I think my grandmother, an active member of my hometown's Red Hat Society, should try this out.
I haven't seen any younger women with purple hair, though, because they seem to be too busy dying it the kind of vivid maroon you see sometimes in the U.S. on someone who was going for a rich red-brown but missed the mark by about two miles. Except here, it's done on purpose.
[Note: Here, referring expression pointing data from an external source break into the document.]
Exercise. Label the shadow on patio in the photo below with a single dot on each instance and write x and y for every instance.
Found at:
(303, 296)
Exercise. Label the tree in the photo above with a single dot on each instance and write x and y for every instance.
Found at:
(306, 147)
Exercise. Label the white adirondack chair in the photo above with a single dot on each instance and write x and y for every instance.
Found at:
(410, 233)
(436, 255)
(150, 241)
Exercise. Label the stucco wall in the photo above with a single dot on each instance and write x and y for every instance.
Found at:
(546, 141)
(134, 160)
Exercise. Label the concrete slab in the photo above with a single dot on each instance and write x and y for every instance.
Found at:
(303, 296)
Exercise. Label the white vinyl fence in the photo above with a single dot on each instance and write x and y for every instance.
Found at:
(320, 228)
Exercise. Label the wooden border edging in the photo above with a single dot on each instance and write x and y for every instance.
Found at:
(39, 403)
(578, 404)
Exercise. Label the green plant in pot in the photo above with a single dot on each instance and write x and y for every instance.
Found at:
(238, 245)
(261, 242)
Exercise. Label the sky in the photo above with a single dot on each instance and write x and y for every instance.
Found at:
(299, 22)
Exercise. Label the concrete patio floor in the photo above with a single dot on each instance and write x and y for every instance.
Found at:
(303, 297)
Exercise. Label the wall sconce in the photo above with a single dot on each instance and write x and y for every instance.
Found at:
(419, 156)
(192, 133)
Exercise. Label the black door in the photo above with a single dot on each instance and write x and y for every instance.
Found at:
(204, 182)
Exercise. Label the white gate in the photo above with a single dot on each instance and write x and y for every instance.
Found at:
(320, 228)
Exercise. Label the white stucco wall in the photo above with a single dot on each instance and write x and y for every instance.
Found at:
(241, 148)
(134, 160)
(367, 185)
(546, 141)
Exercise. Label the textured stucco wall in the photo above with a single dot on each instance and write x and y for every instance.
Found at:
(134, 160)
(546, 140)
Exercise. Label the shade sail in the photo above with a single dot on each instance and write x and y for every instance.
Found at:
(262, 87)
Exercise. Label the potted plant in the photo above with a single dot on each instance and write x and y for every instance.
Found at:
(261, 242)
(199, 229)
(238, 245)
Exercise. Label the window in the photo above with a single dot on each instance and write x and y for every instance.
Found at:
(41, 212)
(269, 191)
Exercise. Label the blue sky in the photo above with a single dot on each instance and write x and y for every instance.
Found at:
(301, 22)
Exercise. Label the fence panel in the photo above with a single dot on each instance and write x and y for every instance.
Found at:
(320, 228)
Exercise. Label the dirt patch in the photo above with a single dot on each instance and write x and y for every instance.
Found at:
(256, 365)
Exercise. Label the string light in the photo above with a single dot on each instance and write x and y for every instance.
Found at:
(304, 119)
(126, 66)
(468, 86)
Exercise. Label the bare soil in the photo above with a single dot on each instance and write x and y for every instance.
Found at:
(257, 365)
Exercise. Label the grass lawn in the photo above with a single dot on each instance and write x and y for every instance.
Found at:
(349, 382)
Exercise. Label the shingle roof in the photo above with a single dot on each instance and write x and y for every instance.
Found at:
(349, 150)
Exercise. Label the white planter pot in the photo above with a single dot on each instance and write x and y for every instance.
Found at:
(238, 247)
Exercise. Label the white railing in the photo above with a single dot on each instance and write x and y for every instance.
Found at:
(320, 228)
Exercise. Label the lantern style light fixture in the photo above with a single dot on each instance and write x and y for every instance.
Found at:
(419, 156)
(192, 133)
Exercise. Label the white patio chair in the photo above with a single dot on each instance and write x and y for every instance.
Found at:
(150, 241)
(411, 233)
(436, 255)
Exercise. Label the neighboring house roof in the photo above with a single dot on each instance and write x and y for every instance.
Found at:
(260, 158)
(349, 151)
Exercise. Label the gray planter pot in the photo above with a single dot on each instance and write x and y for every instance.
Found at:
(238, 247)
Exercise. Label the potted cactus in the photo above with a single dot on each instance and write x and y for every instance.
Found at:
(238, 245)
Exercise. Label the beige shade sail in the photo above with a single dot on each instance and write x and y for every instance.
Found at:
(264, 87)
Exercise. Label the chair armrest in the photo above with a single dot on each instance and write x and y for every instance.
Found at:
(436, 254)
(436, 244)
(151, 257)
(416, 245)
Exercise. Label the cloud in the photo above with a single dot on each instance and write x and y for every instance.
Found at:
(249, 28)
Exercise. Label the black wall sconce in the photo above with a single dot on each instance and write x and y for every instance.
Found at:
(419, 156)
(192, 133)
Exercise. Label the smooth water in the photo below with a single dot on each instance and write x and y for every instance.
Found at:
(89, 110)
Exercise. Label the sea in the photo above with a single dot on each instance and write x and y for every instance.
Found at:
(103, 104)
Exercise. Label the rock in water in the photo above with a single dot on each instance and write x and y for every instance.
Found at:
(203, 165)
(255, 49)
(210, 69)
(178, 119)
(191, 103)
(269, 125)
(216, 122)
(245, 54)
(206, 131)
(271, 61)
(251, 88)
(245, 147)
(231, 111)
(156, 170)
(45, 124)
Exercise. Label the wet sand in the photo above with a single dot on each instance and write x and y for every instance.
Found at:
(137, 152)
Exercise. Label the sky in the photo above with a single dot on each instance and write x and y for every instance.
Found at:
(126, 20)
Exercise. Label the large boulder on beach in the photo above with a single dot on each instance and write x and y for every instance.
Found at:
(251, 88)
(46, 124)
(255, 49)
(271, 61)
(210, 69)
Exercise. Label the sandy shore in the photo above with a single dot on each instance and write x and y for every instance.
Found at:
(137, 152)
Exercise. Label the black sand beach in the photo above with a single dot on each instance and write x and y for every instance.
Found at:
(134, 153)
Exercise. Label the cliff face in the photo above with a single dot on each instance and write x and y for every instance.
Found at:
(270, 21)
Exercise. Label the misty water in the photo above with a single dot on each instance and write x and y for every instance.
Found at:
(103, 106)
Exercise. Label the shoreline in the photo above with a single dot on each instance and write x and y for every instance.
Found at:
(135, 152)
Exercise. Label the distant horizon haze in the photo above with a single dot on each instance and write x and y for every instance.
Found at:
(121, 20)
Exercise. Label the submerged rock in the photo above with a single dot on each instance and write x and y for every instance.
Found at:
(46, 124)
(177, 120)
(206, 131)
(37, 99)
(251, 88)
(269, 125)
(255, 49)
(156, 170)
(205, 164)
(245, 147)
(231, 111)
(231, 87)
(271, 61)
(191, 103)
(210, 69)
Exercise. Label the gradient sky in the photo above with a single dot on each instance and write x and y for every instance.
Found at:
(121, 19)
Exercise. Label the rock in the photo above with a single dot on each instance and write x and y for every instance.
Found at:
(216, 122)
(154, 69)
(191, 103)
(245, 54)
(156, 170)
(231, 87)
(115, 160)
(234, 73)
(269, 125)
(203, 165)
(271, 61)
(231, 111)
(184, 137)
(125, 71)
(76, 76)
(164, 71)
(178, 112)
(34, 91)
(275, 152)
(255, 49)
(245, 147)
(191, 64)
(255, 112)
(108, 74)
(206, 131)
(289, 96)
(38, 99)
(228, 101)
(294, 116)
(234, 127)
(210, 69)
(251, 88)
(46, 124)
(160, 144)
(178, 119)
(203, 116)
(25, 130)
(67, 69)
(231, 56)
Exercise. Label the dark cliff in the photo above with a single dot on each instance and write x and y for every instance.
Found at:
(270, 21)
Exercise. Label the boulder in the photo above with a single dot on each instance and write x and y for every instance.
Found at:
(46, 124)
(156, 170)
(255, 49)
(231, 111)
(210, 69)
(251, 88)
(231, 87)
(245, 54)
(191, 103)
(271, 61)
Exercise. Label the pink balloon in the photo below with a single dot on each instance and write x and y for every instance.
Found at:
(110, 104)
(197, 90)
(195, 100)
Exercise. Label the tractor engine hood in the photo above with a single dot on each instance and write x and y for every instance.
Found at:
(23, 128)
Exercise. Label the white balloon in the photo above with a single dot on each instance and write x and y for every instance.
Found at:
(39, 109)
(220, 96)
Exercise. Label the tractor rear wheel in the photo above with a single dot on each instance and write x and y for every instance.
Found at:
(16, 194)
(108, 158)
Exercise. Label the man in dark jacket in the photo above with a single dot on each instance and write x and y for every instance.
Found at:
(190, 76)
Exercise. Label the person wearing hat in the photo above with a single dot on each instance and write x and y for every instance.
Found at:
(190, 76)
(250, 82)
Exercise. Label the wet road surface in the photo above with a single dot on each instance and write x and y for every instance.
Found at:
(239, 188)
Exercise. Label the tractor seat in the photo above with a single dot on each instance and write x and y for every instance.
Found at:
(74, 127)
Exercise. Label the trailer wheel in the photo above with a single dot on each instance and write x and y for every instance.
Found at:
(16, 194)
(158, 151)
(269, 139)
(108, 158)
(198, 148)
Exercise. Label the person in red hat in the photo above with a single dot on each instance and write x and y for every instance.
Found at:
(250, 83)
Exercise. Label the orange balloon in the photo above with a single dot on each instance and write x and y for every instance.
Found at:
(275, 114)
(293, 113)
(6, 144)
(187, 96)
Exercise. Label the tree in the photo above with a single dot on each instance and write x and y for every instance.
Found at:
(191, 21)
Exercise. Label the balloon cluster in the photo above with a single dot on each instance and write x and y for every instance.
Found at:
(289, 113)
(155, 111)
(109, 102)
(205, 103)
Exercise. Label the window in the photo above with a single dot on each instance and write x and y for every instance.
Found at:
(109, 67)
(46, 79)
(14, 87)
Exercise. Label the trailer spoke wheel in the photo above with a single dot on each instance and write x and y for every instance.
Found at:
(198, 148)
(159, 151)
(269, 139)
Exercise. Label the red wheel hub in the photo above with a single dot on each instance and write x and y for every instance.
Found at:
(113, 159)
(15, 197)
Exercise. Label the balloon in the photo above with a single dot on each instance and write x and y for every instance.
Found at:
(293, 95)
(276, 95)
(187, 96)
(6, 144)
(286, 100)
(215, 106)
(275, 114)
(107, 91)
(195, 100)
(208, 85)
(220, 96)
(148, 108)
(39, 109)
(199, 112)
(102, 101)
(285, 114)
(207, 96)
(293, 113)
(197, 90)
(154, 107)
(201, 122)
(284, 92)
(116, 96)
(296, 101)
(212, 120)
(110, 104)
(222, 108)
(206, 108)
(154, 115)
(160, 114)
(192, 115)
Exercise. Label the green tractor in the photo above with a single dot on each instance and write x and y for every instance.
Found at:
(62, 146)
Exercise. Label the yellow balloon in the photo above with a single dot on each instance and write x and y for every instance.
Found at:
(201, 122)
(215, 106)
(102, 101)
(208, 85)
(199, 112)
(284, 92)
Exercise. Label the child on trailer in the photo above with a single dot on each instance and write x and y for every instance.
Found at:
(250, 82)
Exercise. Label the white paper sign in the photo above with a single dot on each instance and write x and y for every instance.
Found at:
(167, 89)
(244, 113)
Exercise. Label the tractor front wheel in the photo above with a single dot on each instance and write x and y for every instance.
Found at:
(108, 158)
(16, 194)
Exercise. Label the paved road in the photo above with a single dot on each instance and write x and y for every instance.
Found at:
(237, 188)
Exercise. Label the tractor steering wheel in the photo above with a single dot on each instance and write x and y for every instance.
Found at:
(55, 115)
So the reason I'm contemplating this is that I have a hair appointment in about two and a half hours. I've been toying with the idea of cutting my hair short since August, and I've finally concluded that I'm not going to be happy until I find out what it looks like. I actually thought about selling my hair, since there's ample opportunity to do that here (and admittedly because I was being romantic/dramatic and imagining an entrance like Winona Ryder's in the movie version of Little Women when she bursts into the kitchen and reveals that she's sold her beautiful chestnut locks to support the family). But it turns out that the requisite 30 cm you need to have to sell (40 cm if dyed or gray, which my hair fortunately is not) would leave me with only an inch or two left. And that's not what I'm going for.
So despite the fact that I'm not going to be satisfied until I find out what I look like with short hair, I acknowledge that this is a horrible idea. You see, the above-mentioned dye jobs aren't the only way in which Russian hair fashion differs from U.S. For one thing, rat-tails (you know, the kind the third-grade bully had) are popular (on women and small boys, but not men, it seems), as are mullets and mullet derivatives. If not for the fact that I found a picture of what I want my hair to look like, I think the risk of accidentally coming out with a rat-tail or a mullet would be too great (especially since my haircut-describing abilities are pretty weak in Russian). But I did find such a picture, so off to the парикмахерская/parikmakherskaya (a ridiculously long word that I suspect must come from German, like most ridiculous Russian words (another example: шнурки/shnurki, which means shoelaces)) I go.
However, the picture I'm taking with me is a side shot, so there's still a chance that I'll end up with some godawful bangs or something. (I'm hoping hand gestures will be enough to prevent that.) In any case, if the stylist appears to be reaching for a bottle of dye, my plan is to start running.